The kaitanokka kuovi is extinct, according to a study

The International Union for Conservation of Nature only declared the species threatened in the 1980s.

in Africa, The wading bird Kaitanokkakuovi, which was found in Europe and Asia, has become extinct, according to a recent report in the study.

According to the study, the Kaitanokkakuovi is globally extinct with a probability of 96 percent, which means the extinction of the species according to the threat classification of the International Union for Conservation of Nature.

The study, published in the British Ornithologists’ Union (BOU) scientific journal Ibis on Monday, has been carried out by researchers from, among others, Birdlife International and the British nature conservation organization RSPB.

RSPB:n bulletin according to this, it is the first time in statistical history that a bird species that lived in the continental areas of the Western Palearctic region is declared extinct.

The Palearctic region is a zoogeographic region, the western part of which includes all of Europe, sub-Saharan Africa and part of the Middle East.

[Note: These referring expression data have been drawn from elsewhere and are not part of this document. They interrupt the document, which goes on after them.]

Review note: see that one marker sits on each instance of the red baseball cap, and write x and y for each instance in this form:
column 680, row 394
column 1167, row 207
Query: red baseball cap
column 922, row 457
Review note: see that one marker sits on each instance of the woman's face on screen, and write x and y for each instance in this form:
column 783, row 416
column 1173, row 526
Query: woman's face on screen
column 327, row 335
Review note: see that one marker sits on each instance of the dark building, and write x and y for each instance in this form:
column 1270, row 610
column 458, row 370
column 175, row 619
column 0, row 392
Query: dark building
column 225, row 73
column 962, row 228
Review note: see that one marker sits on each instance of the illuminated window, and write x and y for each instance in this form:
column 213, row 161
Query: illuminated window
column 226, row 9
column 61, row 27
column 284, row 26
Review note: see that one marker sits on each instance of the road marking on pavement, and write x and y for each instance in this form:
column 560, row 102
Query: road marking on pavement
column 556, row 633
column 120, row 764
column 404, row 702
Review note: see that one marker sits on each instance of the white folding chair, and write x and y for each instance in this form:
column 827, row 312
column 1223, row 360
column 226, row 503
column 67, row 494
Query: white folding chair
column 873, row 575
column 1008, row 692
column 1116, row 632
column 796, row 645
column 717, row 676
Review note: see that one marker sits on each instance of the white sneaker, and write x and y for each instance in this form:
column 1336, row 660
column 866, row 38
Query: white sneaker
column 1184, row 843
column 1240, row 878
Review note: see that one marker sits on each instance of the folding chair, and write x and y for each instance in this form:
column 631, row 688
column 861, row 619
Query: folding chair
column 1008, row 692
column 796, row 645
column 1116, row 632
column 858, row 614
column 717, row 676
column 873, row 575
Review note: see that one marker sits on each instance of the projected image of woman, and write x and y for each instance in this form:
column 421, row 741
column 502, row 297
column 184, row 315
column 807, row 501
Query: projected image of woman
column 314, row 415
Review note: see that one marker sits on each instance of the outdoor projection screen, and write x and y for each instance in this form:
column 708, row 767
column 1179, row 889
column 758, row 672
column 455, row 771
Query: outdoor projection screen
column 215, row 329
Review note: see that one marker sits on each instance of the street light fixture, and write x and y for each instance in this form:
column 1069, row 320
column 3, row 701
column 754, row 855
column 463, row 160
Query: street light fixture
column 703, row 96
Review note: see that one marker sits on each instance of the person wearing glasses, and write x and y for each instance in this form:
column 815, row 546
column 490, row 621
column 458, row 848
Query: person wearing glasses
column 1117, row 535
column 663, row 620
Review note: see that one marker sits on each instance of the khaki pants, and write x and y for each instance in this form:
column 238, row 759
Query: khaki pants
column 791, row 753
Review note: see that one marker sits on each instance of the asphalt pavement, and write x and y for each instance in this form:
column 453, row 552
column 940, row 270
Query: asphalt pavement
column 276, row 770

Last the confirmed sighting of the shrike was made in 1995. In the study, it is estimated that the species probably died out shortly after the last confirmed sighting.

The wader species that bred in Siberia had been found in an area stretching from Central Asia to the northwest coast of Africa and from Eastern Europe to the Middle East and the Mediterranean Sea.

According to the study, the number of woodpeckers has been estimated to have decreased throughout the last century, but the International Union for Conservation of Nature only declared the species threatened in the 1980s. After the 1994 threat classification reform, Kaitanokkakuovi was defined in the highest threat category, i.e. extremely endangered.